Merkel to loosen Germany's tough firing laws
9 November 2005, BERLIN - Germany's planned grand coalition under Angela Merkel will loosen the country's tough laws on sacking workers but not eliminate the regulations which trade unions strongly defend and business leaders criticize, sources said Wednesday.
9 November 2005
BERLIN - Germany's planned grand coalition under Angela Merkel will loosen the country's tough laws on sacking workers but not eliminate the regulations which trade unions strongly defend and business leaders criticize, sources said Wednesday.
The future government plans to extend to 24 months the present six-month probation period during which workers can be fired and are not protected by the laws which otherwise making shedding labour difficult and expensive in Germany.
As part of the reform, the present system of allowing limited two- year contracts will be eliminated.
Business leaders have long argued that sacking laws hinder job creation because companies fear they then cannot reduce their workforce when there is a downturn. As a result, German workers put in millions of hours of overtime each year.
But unions say protection against sacking is an elementary right of workers and that getting rid of it would not create any new jobs.
Meanwhile, amid growing alarm over planned tax increases, Merkel is poised to clinch a grand coalition deal with the Social Democrats by the end of this week, senior officials taking part in talks said.
"We want to finish up on Friday - not today," said outgoing Social Democratic (SPD) leader Franz Muentefering who is set to be Merkel's vice-chancellor and labour minister in the planned government with her Christian Democratic alliance (CDU/CSU).
Under an agreed timetable, the CDU, CSU and SPD are supposed to approve the coalition pact at separate party conventions on Monday November 14.
Merkel will then formally be elected by parliament as Germany's first woman leader on November 22.
But in the rush to clinch an agreement, all the parties appear set to break their campaign promises on tax issues.
Germany's biggest selling tabloid Bild ran a front-page story showing Merkel, Muentefering and Bavarian Premier Edmund Stoiber with Pinocchio-style noses and the caption: "Will the tax liars be punished?"
The Berliner Kurier newspaper termed tax moves "Merkel's torture chamber" and published a photo-montage of a black-hooded Merkel holding an axe.
"Economic growth? It will be sabotaged by higher taxes," warned a commentary in the newspaper Die Welt.
Among the likely tax increases are:
- Raising value added tax (VAT) to 19 per cent from the current 16 per cent.
- Raising the income tax rate to 45 per cent from 42 per cent for people who are determined by the government to be "rich." The SPD wants singles earning over 130,000 euros (153,000 dollars) annually and married couples earning 260,000 euros to pay the higher rate.
In addition, the government plans to eliminate a tax break paid to commuters which reduces income tax.
Economists warn the moves will damage already weak domestic demand and could damage Germany's still weak economic recovery.

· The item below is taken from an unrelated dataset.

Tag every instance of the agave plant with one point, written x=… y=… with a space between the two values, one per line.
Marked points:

In a report to the government Wednesday, Germany's leading economic institutes - the so-called Five Wise Men - said they expected GDP to grow by just 1 per cent in 2006, a lower rate than recently downgraded official government projection of 1.2 per cent.
The report warned a VAT increase should only be imposed if the funds are used to cut non-wage labour costs which are widely seen as a cause of Germany's 11 per cent unemployment.
Merkel and the SPD also plan to raise the retirement age 67 years from the present 65 years on a step-by-step basis through 2030. This is aimed at bailing out the already creaking pay-as-you-go state pension system which faces a crisis due to Germany's low birth rate.